Le mode opératoire nous rappelle le cas typique de Yirgou il y’a de cela quatre (04) ans. Cette pratique est devenue courante depuis un certain temps et sous un silence complice des autorités locales. De plus en plus, des cas d’exécutions extrajudiciaires sur un fond délit de faciès et de stigmatisation, de pillages sont signalés par les populations dans certaines régions. Nous pouvons citer les cas suivants :
Le 22 décembre 2022 à marmisga dans la commune de Gourcy, région du Nord des VDP ont enlevé et exécuté des hommes du village et le chef coutumier de la communauté peule qui est un vieux de plus de 70 ans. Tard dans la nuit, ces VDP sont revenus piller les biens des populations en emportant les animaux et tout objet de valeur ;
Dans la nuit du 18 décembre 2022, des supposés VDP ont enlevé et exécuté un père de famille et son fils (étudiant) au secteur N°1 de la commune de Kongoussi, région du Centre-Nord ;
Le 15 décembre 2022, des personnes identifiées comme étant des Dozos ont enlevé et tué cinq (05) personnes de la commune de Lorépeni, région du Sud-Ouest. Toujours dans la même région, le 20 décembre le chef de la communauté et les membres de sa famille ont eu la vie sauve grâce à l’intervention efficace des éléments de la police de Loropéni ;
Dans la commune de Dédougou, plus précisément à Douroula région de la Boucle de Mouhoun, une personne identifiée comme VDP du nom de Bako Issa de Douroula a élu domicile à Massala et s’en donne régulièrement à des actes de terreur dans les villages de Massala, Soukuy, Bana, Kirikongo.

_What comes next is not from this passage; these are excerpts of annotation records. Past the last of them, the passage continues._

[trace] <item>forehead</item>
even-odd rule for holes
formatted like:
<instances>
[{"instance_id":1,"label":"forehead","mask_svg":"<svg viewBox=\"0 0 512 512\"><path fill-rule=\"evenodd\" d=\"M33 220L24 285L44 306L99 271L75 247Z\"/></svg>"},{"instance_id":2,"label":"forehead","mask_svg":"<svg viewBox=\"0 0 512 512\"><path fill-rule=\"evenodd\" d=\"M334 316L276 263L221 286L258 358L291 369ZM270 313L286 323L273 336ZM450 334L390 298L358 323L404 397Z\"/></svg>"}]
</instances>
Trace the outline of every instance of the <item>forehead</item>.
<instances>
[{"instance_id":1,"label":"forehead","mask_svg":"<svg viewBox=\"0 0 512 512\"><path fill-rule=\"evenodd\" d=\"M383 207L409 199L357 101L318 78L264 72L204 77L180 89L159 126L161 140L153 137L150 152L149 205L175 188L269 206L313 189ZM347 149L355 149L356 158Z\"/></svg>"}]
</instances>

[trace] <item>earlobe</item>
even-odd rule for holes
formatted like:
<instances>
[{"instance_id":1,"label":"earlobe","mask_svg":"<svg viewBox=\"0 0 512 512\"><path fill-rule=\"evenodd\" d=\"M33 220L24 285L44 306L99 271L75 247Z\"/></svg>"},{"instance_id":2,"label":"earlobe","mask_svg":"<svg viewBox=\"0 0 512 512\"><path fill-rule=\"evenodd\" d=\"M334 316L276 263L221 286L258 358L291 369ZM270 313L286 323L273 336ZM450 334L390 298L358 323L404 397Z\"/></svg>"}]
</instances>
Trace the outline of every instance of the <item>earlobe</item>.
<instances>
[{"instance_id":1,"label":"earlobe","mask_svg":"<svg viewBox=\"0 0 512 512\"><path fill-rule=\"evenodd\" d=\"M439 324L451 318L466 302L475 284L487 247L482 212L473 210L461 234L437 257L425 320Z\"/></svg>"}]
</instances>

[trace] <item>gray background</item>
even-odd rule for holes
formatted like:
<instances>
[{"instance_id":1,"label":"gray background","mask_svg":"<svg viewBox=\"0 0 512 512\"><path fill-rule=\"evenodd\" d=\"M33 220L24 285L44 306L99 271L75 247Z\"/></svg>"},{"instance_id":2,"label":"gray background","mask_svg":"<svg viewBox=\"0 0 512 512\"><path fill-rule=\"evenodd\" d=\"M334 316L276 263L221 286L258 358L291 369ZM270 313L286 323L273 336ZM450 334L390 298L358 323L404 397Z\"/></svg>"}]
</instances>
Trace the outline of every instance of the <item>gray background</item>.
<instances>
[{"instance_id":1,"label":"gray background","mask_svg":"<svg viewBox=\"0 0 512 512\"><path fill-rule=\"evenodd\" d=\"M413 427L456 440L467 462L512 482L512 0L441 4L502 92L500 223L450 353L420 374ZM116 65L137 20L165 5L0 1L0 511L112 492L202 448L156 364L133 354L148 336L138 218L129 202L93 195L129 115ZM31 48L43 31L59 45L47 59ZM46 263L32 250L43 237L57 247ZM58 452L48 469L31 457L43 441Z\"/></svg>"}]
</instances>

Dans le cadre des actions en cours contre l’insécurité, il faudra impérativement rectifier le tir pour plus d’efficacité. Cette nouvelle approche commande dans sa mise en œuvre, une définition discernée de la méthode de lutte dans le strict respect des droits humains. Pour ce faire, un meilleur encadrement et une surveillance permanente des actions des Volontaires pour la Défense de la Patrie (VDP) sur le terrain s’imposent à tous les niveaux.
Par ce présent communiqué, le CISC condamne avec la dernière énergie toutes les attaques lâches et barbares des groupes armés terroristes qui ne cherchent qu’à semer les graines de la division au sein de nos communautés. Il prend aussi à témoin l’opinion nationale et internationale sur ces cas graves de violations des droits humains et interpelle les autorités sur leurs responsabilités qui les obligent à :
Prendre toutes les dispositions nécessaires pour assurer la protection des personnes qui jouissent du droit au principe de la présomption d’innocence ;
Proscrire toute sorte de dérive des VDP dans le cadre de la lutte contre le terrorisme ;
S’inscrire dans une démarche de renforcement permanente de la cohésion sociale.
Pour le Bureau Exécutif National;
Dr Daouda DIALLO
Lauréat du Prix Martin Ennals (Prix Nobel droits humains)
Chevalier de l’Ordre de l’Etalon
Exécutions extrajudiciaires, disparitions forcées de citoyens, pillages organisés sont des atteintes graves aux droits de l’Homme dans le cadre de la lutte contre l’insécurité.